DHA (Docosahexaenoic Acid), an Omega 3 Fatty Acid, in Slowing the Progression of Alzheimer's Disease

• Rate of Change on the ADAS-Cog 11. [ Time Frame: Baseline, 6, 12, 18 months ] [ Designated as safety issue: No ]
  ADAS-cog 11 = Alzheimer's Disease Assessment Scale, cognitive sub-scale in points per year. This is a psychometric measure sensitive to change in mild to moderate AD. The range of this instrument is 0 to 70 with higher numbers indicating greater impairment.
• Rate of Change on CDR-SOB [ Time Frame: 18 months ] [ Designated as safety issue: No ]
  CDR-SOB = Clinical Dementia Rating, Sum of Boxes. This is a global rating of dementia severity based on the clinician's interpretation of the history and examination. The range of this instrument is 0 to 18 with higher numbers indicating greater impairment.

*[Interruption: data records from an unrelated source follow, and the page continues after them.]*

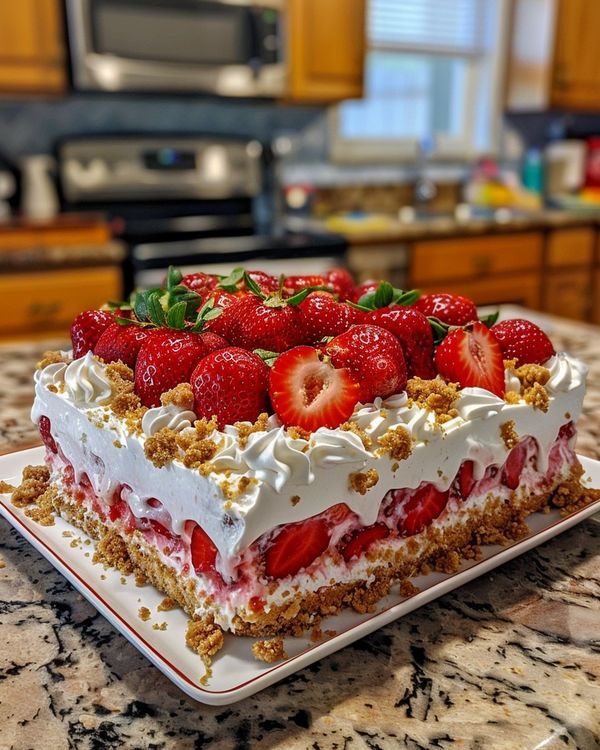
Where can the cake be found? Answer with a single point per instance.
(267, 454)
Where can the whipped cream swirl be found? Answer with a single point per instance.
(565, 373)
(86, 382)
(171, 416)
(478, 403)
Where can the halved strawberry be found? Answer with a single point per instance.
(204, 552)
(45, 427)
(465, 478)
(472, 358)
(362, 539)
(309, 393)
(426, 504)
(295, 547)
(514, 465)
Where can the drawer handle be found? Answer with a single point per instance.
(44, 309)
(482, 264)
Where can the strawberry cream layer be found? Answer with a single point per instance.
(454, 470)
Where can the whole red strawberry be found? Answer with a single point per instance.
(374, 356)
(86, 329)
(230, 384)
(472, 358)
(265, 324)
(199, 282)
(414, 333)
(321, 316)
(308, 392)
(167, 359)
(341, 282)
(524, 341)
(449, 308)
(294, 284)
(228, 303)
(121, 342)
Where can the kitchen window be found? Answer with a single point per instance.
(432, 80)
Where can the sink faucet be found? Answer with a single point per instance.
(425, 189)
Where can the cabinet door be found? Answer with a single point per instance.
(32, 54)
(327, 43)
(576, 73)
(568, 293)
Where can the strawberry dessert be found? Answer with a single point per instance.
(268, 451)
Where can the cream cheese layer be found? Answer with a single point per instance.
(294, 478)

• ADCS-ADL [ Time Frame: 18 months ] [ Designated as safety issue: No ]
  ADCS-ADL = Alzheimer's Disease Cooperative Study Activities of Daily Living Score. This is a structured questionnaire about activities of daily living, administered to the subject's caregiver/study partner. The range of this instrument is 0 to 6 with lower numbers indicating greater impairment.
• Neuropsychiatric Inventory (NPI) [ Time Frame: 18 months ] [ Designated as safety issue: No ]
  The Neuropsychiatric Inventory quantifies behavioral changes in dementia, including depression, anxiety, psychosis, agitation, sleep change, appetite change, and others. This is a structured questionnaire administered to the subject's caregiver/study partner. The range of this instrument is 0 to 120 with higher numbers indicating greater impairment.

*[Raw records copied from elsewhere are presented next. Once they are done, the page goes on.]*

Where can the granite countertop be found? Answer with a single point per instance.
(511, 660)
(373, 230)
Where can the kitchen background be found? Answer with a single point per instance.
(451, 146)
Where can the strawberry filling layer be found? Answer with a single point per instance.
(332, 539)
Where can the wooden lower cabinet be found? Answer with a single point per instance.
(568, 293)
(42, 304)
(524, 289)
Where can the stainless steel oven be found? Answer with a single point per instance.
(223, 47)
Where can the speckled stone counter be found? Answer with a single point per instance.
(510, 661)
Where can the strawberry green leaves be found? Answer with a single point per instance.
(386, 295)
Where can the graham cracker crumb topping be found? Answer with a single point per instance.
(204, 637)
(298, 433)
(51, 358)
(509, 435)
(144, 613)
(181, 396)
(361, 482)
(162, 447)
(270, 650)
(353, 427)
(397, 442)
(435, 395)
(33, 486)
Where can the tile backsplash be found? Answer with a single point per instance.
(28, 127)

The purpose of this study is to determine whether chronic DHA (Docosahexaenoic Acid) supplementation slows the progression of cognitive and functional decline in mild to moderate Alzheimer's disease (AD).

Preliminary studies have shown a reduced risk of Alzheimer's disease (AD) in people consuming increased amounts of fish in their diets. Many of the health benefits of fish are attributed to the abundance of omega 3 fatty acids. Docosahexaenoic Acid (DHA) is the most abundant omega 3 fatty acid in the brain. Data from several animal models supports the hypothesis that DHA may be an effective treatment for AD by means of anti-amyloid, antioxidant, and neuroprotectant mechanisms.

In this study, 400 individuals with mild to moderate AD will participate at approximately 53 study sites throughout the US for 18 months. Participants will be randomized so that 60% will receive approximately 2 grams of DHA, divided into 4 capsules, 2 capsules taken twice a day, while 40% receive an identical placebo.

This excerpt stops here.